Guizar-Heredia Rocio, Noriega Lilia G, Rivera Ana Leonor, Resendis-Antonio Osbaldo, Guevara-Cruz Martha, Torres Nimbe, Tovar Armando R
Departamento de Fisiología de la Nutrición, Instituto Nacional de Ciencias Médicas y Nutrición Salvador Zubirán, Ciudad de México, México.
Centro de Ciencias de la Complejidad, Universidad Nacional Autónoma de México, Ciudad de México, México.
Arch Med Res. 2023 Apr;54(3):176-188. doi: 10.1016/j.arcmed.2023.02.007. Epub 2023 Mar 27.

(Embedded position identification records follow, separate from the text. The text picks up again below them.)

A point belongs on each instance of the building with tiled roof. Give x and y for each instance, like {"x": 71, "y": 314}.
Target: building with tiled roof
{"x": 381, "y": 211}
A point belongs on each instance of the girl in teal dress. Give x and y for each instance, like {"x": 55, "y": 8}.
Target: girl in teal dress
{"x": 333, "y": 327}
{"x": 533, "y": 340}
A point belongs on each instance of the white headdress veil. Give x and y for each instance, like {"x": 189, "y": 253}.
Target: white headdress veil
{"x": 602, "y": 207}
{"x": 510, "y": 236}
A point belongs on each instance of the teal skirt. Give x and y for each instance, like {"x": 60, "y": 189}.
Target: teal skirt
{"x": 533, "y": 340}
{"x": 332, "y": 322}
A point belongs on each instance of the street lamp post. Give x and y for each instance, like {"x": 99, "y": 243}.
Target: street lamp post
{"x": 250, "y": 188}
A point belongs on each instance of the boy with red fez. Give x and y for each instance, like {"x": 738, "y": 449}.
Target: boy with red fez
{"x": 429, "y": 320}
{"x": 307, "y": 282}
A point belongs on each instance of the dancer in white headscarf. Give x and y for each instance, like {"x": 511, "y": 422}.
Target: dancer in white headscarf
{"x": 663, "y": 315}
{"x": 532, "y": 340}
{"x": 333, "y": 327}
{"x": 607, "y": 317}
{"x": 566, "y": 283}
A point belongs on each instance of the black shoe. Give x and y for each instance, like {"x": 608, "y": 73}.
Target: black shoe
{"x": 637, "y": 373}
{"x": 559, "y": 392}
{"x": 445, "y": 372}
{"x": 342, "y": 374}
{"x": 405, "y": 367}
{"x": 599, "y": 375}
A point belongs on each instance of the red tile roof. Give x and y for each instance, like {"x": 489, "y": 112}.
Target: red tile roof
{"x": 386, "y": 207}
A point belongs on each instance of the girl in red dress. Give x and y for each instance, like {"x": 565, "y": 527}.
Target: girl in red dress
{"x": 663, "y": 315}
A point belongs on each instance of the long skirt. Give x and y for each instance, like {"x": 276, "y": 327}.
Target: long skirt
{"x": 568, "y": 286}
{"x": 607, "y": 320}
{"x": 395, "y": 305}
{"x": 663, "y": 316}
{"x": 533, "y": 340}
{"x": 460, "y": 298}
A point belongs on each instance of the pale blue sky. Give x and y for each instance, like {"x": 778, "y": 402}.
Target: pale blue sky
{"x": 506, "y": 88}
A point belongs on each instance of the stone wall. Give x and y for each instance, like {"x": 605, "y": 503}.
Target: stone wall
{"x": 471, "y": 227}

A prolonged and elevated postprandial glucose response (PPGR) is now considered a main factor contributing for the development of metabolic syndrome and type 2 diabetes, which could be prevented by dietary interventions. However, dietary recommendations to prevent alterations in PPGR have not always been successful. New evidence has supported that PPGR is not only dependent of dietary factors like the content of carbohydrates, or the glycemic index of the foods, but is also dependent on genetics, body composition, gut microbiota, among others. In recent years, continuous glucose monitoring has made it possible to establish predictions on the effect of different dietary foods on PPGRs through machine learning methods, which use algorithms that integrate genetic, biochemical, physiological and gut microbiota variables for identifying associations between them and clinical variables with aim of personalize dietary recommendations. This has allowed to improve the concept of personalized nutrition, since it is now possible to recommend through these predictions specific dietary foods to prevent elevated PPGRs that are highly variable among individuals. Additional components that can enrich the predictive algorithms are findings of nutrigenomics, nutrigenetics and metabolomics. Thus, this review aims to summarize the evidence of the components that integrate personalized nutrition focused on the prevention of PPGRs, and to show the future of personalized nutrition by laying the groundwork for the development of individualized dietary management and its impact on the improvement of metabolic diseases.
餐后血糖反应延长和升高(PPGR)现在被认为是导致代谢综合征和2型糖尿病发生的主要因素,而饮食干预可以预防这种情况。然而,预防PPGR改变的饮食建议并不总是成功的。新的证据表明,PPGR不仅取决于饮食因素,如碳水化合物含量或食物的血糖指数,还取决于遗传、身体组成、肠道微生物群等。近年来,持续葡萄糖监测使得通过机器学习方法对不同饮食食物对PPGR的影响进行预测成为可能,这些方法使用整合遗传、生化、生理和肠道微生物群变量的算法来识别它们与临床变量之间的关联,目的是个性化饮食建议。这使得个性化营养的概念得到了改进,因为现在可以通过这些预测推荐特定的饮食食物,以预防个体间差异很大的PPGR升高。营养基因组学、营养遗传学和代谢组学的研究结果是可以丰富预测算法的其他组成部分。因此,本综述旨在总结整合以预防PPGR为重点的个性化营养的组成部分的证据,并通过为个性化饮食管理的发展奠定基础及其对改善代谢疾病的影响来展示个性化营养的未来。